El contraste entre las paredes de la sierra y los terrenos de relieve suave ocupados por cereal y pastos que se extiende a sus pies da lugar a un paisaje de gran belleza.

El castillo de Aute, atribuido a los fenicios, se encuentra en estado ruinoso. Una de las características peculiares del pueblo son las hornacinas, situadas en lo alto de las casas, en las que predominan Cristos crucificados, la Virgen de Gracia, patrona de la ciudad, dolorosas y santos.

 


Algunas de ellas datan del siglo XVI.

Aunque no sea demasiado destacable en su exterior, la ermita de Jesús Nazareno presenta un interesante camarín del siglo XVIII y en la iglesia de Nuestra Señora de Gracia, construida en el siglo XVI, destaca también su camarín y la torre cuadrada, la cual está rematada por un tejadillo de cuatro vertientes.

Se han encontrado restos arqueológicos en el ya nombrado Valle de Auta y en el Llano del Rey.

El casco urbano es muy accidentado y cuenta con pocos espacios abiertos. Está dividido en una parte alta -el Cerrillo- y una parte baja -la Plaza-. Las casas de campo suelen tener un pozo y en la parte alta una " cámara " en la que se guardan las cosechas.

Existe tradición en los trabajos artesanos en piel y cuero, en el esparto, albardonería y forja. Es de destacar también la existencia de varias almazaras de aceite.

Gastronómicamente, Riogordo se especializa en su particular gazpacho, el ajoblanco, el pimentón y la porra campesina.

Son muy típicos sus caracoles en caldo, la olla, y setas de espinos.

En cuanto a repostería, se hacen tortas de aceite, mantecados y hornazos.


 

HISTORIA:

Es curioso constatar cómo este pueblo, desde su fundación, tomó el nombre del río y no al revés, pues lo habitual es que el río que pasa por una población adopte el nombre de ésta. Esto quizá demuestre la dependencia que esta localidad ha tenido de su río, cuyo nombre hace referencia a las aguas pesadas o ‘gordas’ por el arrastre de mineral.


Tiempo atrás, el actual río de la Cueva fue conocido como río Gordo y río de Oro, en cuyo entorno se establecieron en el Neolítico los primeros asentamientos humanos, concretamente en el Tajo de Gómer.

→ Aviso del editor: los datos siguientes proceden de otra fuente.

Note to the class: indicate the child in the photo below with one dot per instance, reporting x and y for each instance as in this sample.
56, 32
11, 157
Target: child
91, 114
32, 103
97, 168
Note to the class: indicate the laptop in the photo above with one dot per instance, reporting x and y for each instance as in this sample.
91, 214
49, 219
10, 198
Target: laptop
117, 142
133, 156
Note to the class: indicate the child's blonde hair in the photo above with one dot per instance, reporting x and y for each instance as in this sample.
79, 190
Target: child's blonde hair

De la colonización fenicia han sido halladas algunas tumbas junto a la Sierrecilla del Rey, y al período romano corresponden las villas de Auta: la de Llano del Rey y Capellanía, con magníficos mosaicos del siglo III. Pero sin duda fue durante la dominación árabe cuanto esta zona experimentó su mayor expansión.

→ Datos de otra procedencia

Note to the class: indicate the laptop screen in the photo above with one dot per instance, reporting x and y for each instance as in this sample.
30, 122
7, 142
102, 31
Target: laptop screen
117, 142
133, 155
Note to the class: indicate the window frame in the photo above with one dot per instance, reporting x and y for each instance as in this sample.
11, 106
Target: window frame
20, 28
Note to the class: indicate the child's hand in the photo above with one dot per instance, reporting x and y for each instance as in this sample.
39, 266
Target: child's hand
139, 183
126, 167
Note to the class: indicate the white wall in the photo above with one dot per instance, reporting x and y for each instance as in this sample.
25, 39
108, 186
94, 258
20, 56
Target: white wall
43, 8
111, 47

La teoría de que el castillo de Bobastro estuvo en las cercanías del cortijo de Auta es apoyada por algunos historiadores, que aún van más lejos y señalan que en este castillo pudo nacer Omar Ben Hafsun, el caudillo muladí que, según otros historiadores, nació en Parauta (Serranía de Ronda).

Tras ser conquistado por los cristianos en 1487, Riogordo depende de Comares y la mayoría de sus tierras pasa a manos de Francisco de Coalla, regidor de Málaga, primer señor de Auta y alcaide de Comares. Antes de su conquista la localidad era conocida como Aprisco de Majianza, y a principios del siglo XVI ya se la cita como Puebla de Riogordo. Es a finales de esta centuria y principios de la siguiente cuando el pueblo duplica su número de habitantes (pasa de 620 a 1.176), posiblemente por la protección que le ofrecía Comares.

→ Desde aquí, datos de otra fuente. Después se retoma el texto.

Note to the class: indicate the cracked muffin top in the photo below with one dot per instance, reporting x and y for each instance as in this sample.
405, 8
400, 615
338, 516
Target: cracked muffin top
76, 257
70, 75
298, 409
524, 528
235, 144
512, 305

El auge económico de la villa y el trasiego de gentes que acogía queda demostrado en el hecho de que en 1561 el pueblo contaba con tres prostíbulos regidos por un tal Sancho Marroquí, mientras que tres mesoneros se encargaban de “acoger en sus casas y mesones a todas las mujeres públicas que acudiesen allí a ganar dinero con sus cuerpos”. Riogordo es designado municipio en 1552, y su primer corregidor fue Francisco Hernández.

La implantación de viñedos en el siglo XVIII vuelve a favorecer el crecimiento demográfico del municipio, en el que en 1787 había censadas 2.120 almas. El aumento de población se mantendría has 1882, cuando estalla la crisis de la filoxera y los viñedos son aniquilados.